Correlation of Psychological Factors, Obesity, Serum Cortisol, and C-Reactive Protein in Patients with Fibromyalgia Diagnosed with Obstructive Sleep Apnea and Other Comorbidities.
BACKGROUND
Fibromyalgia (FM) is a chronic pain disorder and is associated with disability, and high levels of pain and suffering. FM is known to co-occur with obesity and obstructive sleep apnea (OSA). Individuals with FM often experience symptoms of pain, depression and anxiety, sleep disturbances, and fatigue. These symptoms may be exacerbated by OSA and contribute to the symptoms' severity in FM. Obesity is a common comorbidity in OSA patients, and as FM and OSA are related in some patients, obesity also may contribute to FM symptom severity. For healthcare providers to effectively manage FM patients, a better understanding of the co-occurrence between these FM comorbidities and psychological factors is needed.
METHODS
This study was approved by IRB and conducted using a retrospective EPIC chart review. To identify FM, the following ICD-9 codes were used: (729.1) and ICD-10 (M79.7) codes. To identify patients with OSA, the following ICD-9 codes were used: (327.23) and ICD-10 (G47.33). Body Mass Index (BMI), the total number of medical diagnoses, and psychiatric conditions were documented for each patient. The prevalence of psychiatric conditions including depression and anxiety was compared between patients with and without obesity (BMI > 30), and patients with fewer than 25 medical diagnoses and those with 25 or more diagnoses. A chart review was conducted to identify patients with fibromyalgia with prior serum cortisol testing within the last ten years.

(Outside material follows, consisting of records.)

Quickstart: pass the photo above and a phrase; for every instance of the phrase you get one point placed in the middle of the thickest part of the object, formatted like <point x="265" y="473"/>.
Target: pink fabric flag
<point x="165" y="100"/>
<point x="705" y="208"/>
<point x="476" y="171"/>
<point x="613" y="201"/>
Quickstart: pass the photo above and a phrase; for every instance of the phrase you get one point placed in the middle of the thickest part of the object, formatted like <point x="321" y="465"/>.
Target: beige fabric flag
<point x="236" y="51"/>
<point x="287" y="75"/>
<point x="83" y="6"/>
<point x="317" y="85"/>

Cortisol levels were compared and patients were divided into six groups: 1. FM without identified psychiatric conditions; 2. FM with psychiatric diagnosis of adjustment disorders and insomnia; 3. FM with psychiatric diagnosis of depressive disorders; 4. FM with psychiatric diagnosis of bipolar disorders; 5. FM with psychiatric diagnosis of mixed anxiety and depression; 6. FM with psychiatric diagnosis of anxiety disorders. Available C-reactive protein (CRP) values were gathered.
RESULTS
The total FM and OSA population was N = 331. The mean age of the patient population was 63.49 years old, with 297 being female. The diagnoses mean was 31.79 ± 17.25 and the mean total psychiatric diagnoses was 2.80 ± 1.66. The mean BMI was 36.69 ± 8.86, with obesity present in 77.95% of the patients. A total of 66.99% of patients had comorbid anxiety and depression with 25 or more medical problems vs. 33.01% of patients who had fewer than 25 medical problems (odds ratio = 1.50). Patients with a BMI < 30 (N = 71) had rates of anxiety and depression at 64.79% and a mean total of 2.79 ± 1.66 psychiatric diagnoses, whereas patients with a BMI > 30 (N = 258) had rates of anxiety and depression at 61.63% (odds ratio = 1.28) and a mean total of 2.80 ± 1.66 psychiatric diagnoses. The most common other psychiatric conditions among FM/OSA patients included hypersomnia and substance use disorders. Cortisol data: Available cortisol results: FM n = 64, female: 59, male: 5, mean age: 63, average BMI: 38.8. The averages for serum cortisol alone for groups 1-6, respectively, are 9.06, 5.49, 13.00, 14.17, 12.25, and 16.03 μg/dL. These results indicate a relatively upward cortisol serum value by the addition of several psychiatric conditions, with the most notable being anxiety for patients with FM. CRP values were available for 53 patients with an average CRP of 4.14.
DISCUSSION
Higher rates of anxiety and depression were present in FM patients with 25 or more diagnoses. The odds ratios indicate that a patient with 25 or more medical problems was 1.5 times more likely to have anxiety and depression than those with fewer diagnoses. Additionally, those with a BMI > 30 were 1.3 times more likely to have anxiety and depression than those with a normal BMI.
CONCLUSION
addressing psychological factors in FM and OSA is important as high healthcare utilization is common in patients with FM and OSA.